The artificial intelligence (AI) trend this year has fired up the technology sector.
So far in 2023, tech stocks, in particular, have skyrocketed. The stock of semiconductor company Advanced Micro Devices (NASDAQ: AMD) has also risen this year. It is, however, still trading 22% below its 52-week high, presenting investors with a buying opportunity.
Wall Street is bullish on AMD stock
Analysts on Wall Street see huge upside potential for AMD stock in the next 12 months. According to TipRanks, Wall Street is bullish on AMD, recommending the stock as a ‘Strong Buy’ over its performance in the past three months. The stock is rated a ‘Buy’ by 22 of the 29 analysts who follow it and a ‘Hold’ by seven. None of the analysts rated it a ‘sell.’
At the time of publication, AMD’s share price stood at $103.27. Based on the average analyst target price of $140.25, investors who purchase AMD stock now could profit by up to 40% in the next 12 months.
The highest estimate for AMD is $170 per share (a gain of 64.6%), while the lowest estimate is $95 per share (a loss of 8%).
AMD’s fundamentals could improve in the next few years
AMD’s second-quarter earnings disappointed investors, with revenue falling 18% to $6.5 billion and net profit slipping 44% to $1.7 billion.

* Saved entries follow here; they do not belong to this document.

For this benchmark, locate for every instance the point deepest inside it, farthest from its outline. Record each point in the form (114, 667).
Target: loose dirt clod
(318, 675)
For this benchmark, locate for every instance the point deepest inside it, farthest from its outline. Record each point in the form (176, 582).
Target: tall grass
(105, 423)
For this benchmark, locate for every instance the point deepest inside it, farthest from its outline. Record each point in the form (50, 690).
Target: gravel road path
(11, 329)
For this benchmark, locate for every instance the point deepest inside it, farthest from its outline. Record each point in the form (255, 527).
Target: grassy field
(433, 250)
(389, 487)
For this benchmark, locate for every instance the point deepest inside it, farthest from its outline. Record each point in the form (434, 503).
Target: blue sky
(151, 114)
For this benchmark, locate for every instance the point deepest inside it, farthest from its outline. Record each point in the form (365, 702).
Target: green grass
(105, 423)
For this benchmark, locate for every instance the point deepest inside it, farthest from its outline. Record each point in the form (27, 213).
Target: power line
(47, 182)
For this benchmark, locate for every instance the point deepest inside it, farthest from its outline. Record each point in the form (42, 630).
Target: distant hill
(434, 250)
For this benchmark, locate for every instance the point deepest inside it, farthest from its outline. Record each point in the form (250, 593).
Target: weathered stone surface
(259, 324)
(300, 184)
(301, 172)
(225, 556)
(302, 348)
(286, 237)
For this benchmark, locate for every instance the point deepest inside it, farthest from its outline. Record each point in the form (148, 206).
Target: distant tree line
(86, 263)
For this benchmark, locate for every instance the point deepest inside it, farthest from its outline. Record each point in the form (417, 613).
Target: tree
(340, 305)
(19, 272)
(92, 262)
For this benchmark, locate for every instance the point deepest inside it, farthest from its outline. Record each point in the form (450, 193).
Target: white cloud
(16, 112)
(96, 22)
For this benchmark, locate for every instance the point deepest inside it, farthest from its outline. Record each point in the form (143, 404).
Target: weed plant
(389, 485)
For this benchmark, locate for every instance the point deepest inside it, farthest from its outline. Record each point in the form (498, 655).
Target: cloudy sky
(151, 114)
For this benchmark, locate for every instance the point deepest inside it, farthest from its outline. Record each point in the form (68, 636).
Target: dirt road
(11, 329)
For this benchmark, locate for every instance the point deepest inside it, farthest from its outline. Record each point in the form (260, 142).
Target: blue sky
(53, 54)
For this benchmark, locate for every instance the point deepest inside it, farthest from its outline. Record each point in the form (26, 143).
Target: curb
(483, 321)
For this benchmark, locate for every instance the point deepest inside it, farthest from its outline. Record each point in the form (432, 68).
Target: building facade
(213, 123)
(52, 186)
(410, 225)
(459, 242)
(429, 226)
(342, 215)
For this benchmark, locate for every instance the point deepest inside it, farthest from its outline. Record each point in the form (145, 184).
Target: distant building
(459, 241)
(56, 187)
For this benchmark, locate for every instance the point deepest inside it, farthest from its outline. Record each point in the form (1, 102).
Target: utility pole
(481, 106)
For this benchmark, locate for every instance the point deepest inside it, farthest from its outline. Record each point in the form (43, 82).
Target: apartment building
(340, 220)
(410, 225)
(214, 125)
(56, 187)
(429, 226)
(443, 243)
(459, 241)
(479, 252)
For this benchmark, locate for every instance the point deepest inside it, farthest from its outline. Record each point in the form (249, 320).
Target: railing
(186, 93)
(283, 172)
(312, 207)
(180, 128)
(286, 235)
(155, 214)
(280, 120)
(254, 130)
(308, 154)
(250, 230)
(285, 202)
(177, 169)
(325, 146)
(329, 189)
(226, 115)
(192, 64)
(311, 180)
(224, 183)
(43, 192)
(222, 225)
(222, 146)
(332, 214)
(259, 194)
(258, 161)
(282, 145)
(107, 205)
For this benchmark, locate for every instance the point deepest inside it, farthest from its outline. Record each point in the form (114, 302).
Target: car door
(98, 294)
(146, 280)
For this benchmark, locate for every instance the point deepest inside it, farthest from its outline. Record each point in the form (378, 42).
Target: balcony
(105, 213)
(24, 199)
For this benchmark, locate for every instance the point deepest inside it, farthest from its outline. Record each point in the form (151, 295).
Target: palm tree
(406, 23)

AMD intends to release its MI300 chips in Q4, which it believes will result in double-digit revenue growth. As more businesses shift to AI, AMD’s new products should be in high demand.
Analysts expect AMD’s revenue and earnings to grow 10% and 56%, respectively, over the next five years. AMD’s valuation appears to be fair for a growth stock at the moment, with a forward price-to-sales ratio of 6 and a forward price-to-earnings ratio of 29.
AMD stock price chart analysis
AMD shares have been following a declining parallel pattern since June over the daily time frame. The stock price could recover once it manages to break out of the falling pattern.
On October 3, the stock closed 3% lower at $100.08 per share, with the current support level at $101.50.
Finally, AMD has outperformed the S&P 500‘s 10% gain year-to-date, with a 54% surge.
Disclaimer: The content on this site should not be considered investment advice. Investing is speculative. When investing, your capital is at risk.